SNHS Physics Blog 1: Archimedes' Principle

William Shi

Legend has it that Archimedes, in the midst of taking a bath, suddenly ran naked through the streets of Syracuse shouting “Eureka!” after discovering the eponymously named Archimedes’ principle. But what is Archimedes' principle, and why is it so important?

Archimedes’ principle states that a body partially or fully immersed in a fluid experiences an upward force (called a buoyant force) equal to the weight of fluid displaced by the body. In a partially submerged body we only take into account the volume of the body inside the fluid. While this principle may sound simple, it can be incredibly tricky to apply in practice, and has lengthy and significant implications.

The first immediate implication is that a dense body always sinks in a less dense fluid. We see that the weight of the body must always be greater than the buoyant force applied by the fluid, so the body will experience a net downward force, and will sink.

Another property is that the force on a submerged body is independent of the actual shape of the body, and depends only on the volume. This is something we might take for granted, but is actually not obvious without Archimedes’ principle. In addition, we see that a denser fluid applies a stronger buoyant force, and if the body is completely submerged, then the buoyant force is constant no matter the depth, since the volume submerged does not change!

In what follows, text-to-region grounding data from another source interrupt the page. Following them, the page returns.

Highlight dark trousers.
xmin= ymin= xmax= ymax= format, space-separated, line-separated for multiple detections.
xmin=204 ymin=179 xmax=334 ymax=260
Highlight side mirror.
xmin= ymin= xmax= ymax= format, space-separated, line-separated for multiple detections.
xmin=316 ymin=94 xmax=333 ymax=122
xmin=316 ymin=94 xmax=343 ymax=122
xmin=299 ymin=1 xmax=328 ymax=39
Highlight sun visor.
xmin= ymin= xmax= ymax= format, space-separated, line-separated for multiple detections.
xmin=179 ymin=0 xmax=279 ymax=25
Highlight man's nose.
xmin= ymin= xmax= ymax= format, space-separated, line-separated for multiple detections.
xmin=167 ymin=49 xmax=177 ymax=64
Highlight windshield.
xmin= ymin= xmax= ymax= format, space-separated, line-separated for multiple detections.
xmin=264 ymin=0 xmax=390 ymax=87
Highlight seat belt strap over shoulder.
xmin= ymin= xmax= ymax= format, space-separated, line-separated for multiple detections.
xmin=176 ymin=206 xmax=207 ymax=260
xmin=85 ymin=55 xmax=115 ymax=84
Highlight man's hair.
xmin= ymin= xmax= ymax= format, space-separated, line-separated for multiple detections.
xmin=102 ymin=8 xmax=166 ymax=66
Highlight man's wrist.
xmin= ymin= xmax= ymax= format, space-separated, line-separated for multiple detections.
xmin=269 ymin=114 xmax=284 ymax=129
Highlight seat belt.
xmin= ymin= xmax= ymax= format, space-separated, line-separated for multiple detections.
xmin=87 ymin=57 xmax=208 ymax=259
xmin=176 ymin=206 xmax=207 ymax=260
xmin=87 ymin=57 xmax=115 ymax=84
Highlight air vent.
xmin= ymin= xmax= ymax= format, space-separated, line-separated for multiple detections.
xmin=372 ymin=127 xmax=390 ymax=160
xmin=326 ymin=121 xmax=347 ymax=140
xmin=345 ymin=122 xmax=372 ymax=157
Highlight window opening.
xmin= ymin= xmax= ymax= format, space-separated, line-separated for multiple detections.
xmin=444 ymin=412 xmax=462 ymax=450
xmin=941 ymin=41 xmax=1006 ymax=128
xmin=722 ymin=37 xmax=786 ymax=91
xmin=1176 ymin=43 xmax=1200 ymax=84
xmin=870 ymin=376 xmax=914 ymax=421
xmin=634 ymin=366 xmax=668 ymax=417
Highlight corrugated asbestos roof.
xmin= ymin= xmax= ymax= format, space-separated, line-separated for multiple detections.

We see also that for a floating body, we can also use the Archimedes principle to determine the fraction of a body submerged. For instance, the tip of an iceberg is much smaller than the rest of the iceberg. But using Archimedes’ principle, the percentage of an iceberg occupied by the tip is actually completely determined by the density of ice! If an iceberg is floating, it is stationary, which by Newton’s Second Law implies that the total (net) force on the iceberg is zero. The Ice has a density roughly 90% that of water, which means that roughly 90% of the iceberg is submerged underwater for the buoyant force from the water and gravitational force from the Earth to cancel.

As another example, consider if I am in a kayak in a lake. A heavy rock is in the kayak, but I throw it overboard. How does the water level in the lake change?

This problem is again a tricky application of Archimedes’ principle. When the rock is in the kayak, it displaces a volume of water equal to its weight. When the rock is thrown overboard, it displaces a volume of water equal to its own volume. Since the rock is presumably denser than water, it must hold that the displaced water decreases, which means the water level in the lake decreases.

As we’ve seen, Archimedes’ principle easily explains many common day phenomena. We’ll now consider another final scenario. Consider if a student has a glass of ice water. The student is not particularly thirsty, so he does not drink from the glass. When the ice melts, how does the water level change? Again, since the ice is floating, we see that the water the ice displaced has the same mass as the ice. This means that once the ice melts and becomes water, it will occupy the same volume as the initial submerged volume of ice, which means the water level remains constant.

Of course, Archimedes principle has many applications on an industrial scale as well. Nonetheless, these interesting but tricky everyday examples demonstrate on their own the deceptively complicated nature of Archimedes’ principle.